John A. Charles, Jr. submitted testimony on Monday to the Senate Committee on Finance and Revenue, speaking against a proposal to allow counties to impose local tobacco taxes.


Testimony of John A. Charles, Jr.

President & CEO 

Before the Senate Committee on Finance and Revenue

Regarding HB 2870-A

April 29, 2012 

 

I am writing in opposition to HB 2870-A.

This bill suffers from an inherent contradiction in its twin policy objectives: raising money and reducing tobacco consumption. For one to succeed, the other must fail.

None of the proponents want to admit this. They prefer to claim that the primary goal is “public health.” However,  the bill only requires that a minimum of 40% of the proceeds be spent on tobacco use prevention and cessation programs, which means that 60% of the funds will go for other uses. This clearly shows that public health is not the primary motivation behind the bill, revenue generation is.
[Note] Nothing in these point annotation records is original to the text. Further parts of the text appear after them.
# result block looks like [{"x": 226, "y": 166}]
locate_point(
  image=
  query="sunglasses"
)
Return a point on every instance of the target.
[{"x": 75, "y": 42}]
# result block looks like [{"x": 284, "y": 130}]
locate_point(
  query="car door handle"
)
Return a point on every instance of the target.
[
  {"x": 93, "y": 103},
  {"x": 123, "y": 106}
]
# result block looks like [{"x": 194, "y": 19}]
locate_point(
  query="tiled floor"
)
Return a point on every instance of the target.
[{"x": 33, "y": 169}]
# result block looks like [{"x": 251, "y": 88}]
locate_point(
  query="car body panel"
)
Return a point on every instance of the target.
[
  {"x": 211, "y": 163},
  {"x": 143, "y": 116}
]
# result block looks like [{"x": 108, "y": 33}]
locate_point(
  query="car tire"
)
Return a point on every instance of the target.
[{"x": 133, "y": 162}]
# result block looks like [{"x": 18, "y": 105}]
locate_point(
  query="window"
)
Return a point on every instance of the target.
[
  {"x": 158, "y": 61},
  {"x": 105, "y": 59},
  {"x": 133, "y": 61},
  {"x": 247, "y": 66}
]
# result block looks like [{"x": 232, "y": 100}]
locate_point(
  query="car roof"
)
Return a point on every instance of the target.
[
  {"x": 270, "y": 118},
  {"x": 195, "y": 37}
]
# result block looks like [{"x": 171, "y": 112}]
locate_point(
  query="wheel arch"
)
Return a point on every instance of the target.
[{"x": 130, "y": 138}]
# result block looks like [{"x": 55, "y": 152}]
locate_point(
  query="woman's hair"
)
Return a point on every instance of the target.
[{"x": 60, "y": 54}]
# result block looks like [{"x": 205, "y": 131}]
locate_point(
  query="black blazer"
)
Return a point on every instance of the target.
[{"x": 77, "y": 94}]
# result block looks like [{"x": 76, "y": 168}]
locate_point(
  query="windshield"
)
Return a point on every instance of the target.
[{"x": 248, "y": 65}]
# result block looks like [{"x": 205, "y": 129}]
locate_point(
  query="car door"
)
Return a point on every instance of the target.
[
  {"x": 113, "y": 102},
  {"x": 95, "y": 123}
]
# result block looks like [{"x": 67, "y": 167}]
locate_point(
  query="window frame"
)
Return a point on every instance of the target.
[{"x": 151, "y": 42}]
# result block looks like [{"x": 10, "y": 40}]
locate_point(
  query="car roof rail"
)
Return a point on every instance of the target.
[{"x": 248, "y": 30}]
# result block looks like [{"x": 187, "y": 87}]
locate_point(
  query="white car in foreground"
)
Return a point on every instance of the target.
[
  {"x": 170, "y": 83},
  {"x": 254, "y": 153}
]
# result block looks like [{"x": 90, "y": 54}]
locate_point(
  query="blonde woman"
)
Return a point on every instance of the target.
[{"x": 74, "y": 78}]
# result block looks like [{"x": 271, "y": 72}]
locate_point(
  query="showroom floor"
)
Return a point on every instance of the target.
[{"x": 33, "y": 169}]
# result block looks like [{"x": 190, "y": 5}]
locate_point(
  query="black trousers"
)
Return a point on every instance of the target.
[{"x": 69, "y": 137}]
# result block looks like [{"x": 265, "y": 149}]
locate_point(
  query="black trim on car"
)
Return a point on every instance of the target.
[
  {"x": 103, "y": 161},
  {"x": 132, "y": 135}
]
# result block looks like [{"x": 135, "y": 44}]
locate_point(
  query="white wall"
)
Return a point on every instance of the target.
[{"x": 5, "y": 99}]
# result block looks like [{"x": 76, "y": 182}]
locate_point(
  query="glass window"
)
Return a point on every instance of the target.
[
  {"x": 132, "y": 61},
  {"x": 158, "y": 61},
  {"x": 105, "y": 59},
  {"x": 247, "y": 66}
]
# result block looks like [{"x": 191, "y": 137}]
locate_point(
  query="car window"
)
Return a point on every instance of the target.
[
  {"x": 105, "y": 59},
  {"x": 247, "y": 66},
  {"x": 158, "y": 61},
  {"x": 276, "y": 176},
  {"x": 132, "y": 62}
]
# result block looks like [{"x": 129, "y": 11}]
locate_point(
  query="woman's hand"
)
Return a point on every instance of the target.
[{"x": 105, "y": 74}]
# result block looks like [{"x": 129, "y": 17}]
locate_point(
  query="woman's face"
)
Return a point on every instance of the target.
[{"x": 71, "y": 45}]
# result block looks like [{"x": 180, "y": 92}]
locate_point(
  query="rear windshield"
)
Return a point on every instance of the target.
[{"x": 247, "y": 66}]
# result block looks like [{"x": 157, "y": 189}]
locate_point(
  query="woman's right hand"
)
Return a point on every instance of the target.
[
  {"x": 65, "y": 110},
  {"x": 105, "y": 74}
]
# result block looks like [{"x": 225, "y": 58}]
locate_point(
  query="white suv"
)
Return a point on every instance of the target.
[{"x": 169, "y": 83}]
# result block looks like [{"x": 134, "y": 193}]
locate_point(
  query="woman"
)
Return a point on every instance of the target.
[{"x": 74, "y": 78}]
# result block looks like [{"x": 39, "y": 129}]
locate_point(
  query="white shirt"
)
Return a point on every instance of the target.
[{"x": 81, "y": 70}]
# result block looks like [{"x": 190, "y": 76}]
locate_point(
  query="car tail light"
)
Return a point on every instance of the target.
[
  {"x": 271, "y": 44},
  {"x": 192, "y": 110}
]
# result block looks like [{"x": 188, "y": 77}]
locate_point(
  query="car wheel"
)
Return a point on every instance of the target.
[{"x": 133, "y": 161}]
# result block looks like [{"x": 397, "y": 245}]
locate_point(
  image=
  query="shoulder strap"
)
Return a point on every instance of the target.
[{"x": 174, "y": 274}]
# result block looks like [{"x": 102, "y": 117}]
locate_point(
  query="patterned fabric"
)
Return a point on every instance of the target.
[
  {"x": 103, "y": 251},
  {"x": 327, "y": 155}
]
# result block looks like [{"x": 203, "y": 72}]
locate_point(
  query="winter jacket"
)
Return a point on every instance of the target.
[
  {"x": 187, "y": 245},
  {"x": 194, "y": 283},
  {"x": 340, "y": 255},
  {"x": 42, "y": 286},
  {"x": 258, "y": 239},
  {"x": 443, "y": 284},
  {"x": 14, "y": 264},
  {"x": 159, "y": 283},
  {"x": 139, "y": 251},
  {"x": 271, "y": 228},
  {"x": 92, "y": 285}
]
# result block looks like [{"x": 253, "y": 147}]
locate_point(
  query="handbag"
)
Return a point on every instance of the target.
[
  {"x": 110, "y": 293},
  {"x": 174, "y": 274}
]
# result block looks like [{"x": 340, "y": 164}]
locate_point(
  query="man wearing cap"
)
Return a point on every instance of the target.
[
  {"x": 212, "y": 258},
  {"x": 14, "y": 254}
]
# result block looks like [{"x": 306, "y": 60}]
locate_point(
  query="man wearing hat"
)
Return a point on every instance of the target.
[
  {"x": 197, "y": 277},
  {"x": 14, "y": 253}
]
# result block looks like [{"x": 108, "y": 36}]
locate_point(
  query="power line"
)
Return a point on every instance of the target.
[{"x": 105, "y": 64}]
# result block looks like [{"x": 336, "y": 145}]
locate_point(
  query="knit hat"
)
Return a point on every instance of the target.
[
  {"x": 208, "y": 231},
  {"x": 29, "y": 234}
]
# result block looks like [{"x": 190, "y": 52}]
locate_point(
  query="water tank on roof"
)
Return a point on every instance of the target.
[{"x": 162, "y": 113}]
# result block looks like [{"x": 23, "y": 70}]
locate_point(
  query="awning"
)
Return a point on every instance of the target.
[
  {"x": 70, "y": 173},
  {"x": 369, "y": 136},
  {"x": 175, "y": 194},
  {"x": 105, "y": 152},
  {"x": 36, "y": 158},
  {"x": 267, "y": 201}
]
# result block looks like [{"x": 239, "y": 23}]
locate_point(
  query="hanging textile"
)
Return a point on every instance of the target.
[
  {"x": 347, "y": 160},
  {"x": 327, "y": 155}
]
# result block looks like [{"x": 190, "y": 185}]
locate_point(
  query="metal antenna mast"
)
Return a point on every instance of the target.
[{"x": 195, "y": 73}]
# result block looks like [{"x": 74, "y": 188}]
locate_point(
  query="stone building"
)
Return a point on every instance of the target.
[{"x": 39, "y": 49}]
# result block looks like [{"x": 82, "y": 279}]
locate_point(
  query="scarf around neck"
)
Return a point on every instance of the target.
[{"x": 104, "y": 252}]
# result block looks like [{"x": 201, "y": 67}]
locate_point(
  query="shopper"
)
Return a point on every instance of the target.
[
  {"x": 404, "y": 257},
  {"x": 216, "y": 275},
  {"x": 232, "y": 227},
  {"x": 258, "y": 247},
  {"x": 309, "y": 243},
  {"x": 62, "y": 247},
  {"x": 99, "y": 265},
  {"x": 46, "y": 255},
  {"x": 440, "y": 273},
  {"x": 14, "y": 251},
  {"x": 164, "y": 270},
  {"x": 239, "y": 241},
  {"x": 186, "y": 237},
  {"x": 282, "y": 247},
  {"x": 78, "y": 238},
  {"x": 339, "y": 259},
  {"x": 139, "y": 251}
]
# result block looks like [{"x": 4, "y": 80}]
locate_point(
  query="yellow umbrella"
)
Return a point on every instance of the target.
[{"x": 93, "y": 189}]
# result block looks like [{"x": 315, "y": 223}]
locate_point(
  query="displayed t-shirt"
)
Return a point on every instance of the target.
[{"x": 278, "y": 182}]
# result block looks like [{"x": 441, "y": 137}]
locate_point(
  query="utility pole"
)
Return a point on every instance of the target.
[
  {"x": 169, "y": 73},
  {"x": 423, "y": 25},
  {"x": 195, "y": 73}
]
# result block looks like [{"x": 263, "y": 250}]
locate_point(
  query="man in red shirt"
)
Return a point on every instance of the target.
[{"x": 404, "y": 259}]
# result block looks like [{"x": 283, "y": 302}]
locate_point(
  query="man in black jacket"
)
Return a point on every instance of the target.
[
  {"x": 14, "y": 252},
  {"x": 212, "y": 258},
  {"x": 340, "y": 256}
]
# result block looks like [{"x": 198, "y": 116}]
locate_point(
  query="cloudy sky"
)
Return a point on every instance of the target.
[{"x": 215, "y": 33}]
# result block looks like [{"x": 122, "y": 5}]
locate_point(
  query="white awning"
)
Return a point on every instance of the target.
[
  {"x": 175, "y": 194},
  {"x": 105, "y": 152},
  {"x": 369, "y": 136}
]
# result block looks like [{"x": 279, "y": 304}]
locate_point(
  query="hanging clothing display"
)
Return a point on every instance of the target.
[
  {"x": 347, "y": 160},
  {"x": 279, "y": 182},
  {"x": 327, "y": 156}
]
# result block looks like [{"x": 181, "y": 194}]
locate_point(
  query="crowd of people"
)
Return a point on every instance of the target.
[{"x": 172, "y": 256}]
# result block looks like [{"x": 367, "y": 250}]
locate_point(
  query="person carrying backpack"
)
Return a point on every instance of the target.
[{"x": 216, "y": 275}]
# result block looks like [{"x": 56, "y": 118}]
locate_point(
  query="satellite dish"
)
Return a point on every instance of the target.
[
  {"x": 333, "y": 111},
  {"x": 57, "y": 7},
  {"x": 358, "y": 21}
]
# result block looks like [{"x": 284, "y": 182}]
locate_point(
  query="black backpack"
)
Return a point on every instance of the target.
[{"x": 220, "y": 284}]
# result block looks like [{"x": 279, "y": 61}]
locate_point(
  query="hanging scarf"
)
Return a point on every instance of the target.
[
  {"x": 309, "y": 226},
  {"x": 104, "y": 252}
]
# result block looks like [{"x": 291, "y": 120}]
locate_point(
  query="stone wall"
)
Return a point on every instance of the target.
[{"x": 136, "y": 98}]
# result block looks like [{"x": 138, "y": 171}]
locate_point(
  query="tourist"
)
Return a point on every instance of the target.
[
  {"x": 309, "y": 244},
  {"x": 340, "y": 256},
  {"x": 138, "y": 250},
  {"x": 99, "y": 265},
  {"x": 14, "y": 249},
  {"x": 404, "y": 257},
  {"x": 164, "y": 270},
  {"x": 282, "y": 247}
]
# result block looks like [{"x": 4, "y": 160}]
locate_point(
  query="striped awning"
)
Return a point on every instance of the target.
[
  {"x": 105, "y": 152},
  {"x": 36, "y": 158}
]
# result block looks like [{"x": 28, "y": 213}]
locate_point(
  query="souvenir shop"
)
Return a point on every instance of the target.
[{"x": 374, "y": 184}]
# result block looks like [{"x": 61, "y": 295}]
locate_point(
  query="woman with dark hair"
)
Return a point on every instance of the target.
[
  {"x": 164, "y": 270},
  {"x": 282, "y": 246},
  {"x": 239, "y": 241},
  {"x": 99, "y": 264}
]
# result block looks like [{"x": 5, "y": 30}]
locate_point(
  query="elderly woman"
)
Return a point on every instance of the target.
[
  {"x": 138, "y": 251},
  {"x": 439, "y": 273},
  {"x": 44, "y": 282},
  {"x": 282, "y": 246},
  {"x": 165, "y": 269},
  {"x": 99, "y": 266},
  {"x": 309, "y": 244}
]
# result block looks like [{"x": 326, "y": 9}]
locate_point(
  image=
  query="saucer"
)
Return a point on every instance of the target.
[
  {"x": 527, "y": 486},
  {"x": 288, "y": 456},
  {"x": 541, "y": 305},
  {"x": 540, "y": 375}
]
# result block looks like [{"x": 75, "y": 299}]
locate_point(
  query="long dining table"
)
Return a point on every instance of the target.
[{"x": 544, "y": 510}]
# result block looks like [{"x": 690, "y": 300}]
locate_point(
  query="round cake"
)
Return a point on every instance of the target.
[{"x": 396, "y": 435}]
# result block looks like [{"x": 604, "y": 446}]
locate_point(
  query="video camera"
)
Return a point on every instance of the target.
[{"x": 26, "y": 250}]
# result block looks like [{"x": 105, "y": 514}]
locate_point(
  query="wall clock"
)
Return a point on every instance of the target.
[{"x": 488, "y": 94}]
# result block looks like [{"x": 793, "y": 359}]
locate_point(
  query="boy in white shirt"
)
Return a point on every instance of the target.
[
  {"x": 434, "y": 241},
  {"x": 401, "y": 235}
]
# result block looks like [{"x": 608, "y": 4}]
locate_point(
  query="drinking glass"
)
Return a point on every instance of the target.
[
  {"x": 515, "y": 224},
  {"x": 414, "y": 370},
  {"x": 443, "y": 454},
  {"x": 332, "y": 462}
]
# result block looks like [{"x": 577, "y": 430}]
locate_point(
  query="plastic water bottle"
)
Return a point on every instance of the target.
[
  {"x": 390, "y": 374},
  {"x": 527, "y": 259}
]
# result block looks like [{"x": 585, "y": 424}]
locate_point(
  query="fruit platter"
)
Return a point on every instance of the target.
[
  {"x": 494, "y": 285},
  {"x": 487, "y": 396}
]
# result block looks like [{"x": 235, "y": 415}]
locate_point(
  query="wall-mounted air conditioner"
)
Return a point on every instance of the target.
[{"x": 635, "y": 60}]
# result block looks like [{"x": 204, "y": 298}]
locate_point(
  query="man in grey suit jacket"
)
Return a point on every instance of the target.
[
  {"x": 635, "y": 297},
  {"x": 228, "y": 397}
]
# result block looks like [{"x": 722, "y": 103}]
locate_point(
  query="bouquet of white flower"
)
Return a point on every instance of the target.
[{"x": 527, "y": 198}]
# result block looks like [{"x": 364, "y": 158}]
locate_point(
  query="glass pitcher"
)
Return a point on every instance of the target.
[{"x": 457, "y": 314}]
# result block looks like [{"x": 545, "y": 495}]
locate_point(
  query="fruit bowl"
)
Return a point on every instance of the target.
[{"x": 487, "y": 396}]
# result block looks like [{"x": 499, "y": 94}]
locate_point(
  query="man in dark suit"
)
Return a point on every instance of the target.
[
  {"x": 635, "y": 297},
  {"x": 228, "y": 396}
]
If we admit that this is just a money bill, then there is no compelling argument in favor of taxing a product used by only a fifth of the population, in order to create a revenue stream that will likely benefit everyone. The only reason such bills get introduced is because it is politically easy to pick on a minority group engaged in a habit that is publicly scorned.  But we should not tax minorities just because we can.

If local governments genuinely want to spend more money on tobacco cessation programs, they already have access to the MSA settlement funds. Oregon has received over $1 billion in MSA money since 1998, but virtually none of it has gone to directly help smokers. Since that was one of the express purposes of creating the fund, I’d suggest local governments direct their lobbying efforts at state legislators who continue to use revenue from the MSA as an all-purpose slush fund.

Between state and federal tobacco taxes, plus the price hikes needed by the major tobacco companies to make the MSA payments, tobacco users have paid more than their fair share for any so-called “negative social externalities” associated with smoking. Please leave them alone by tabling HB 2870.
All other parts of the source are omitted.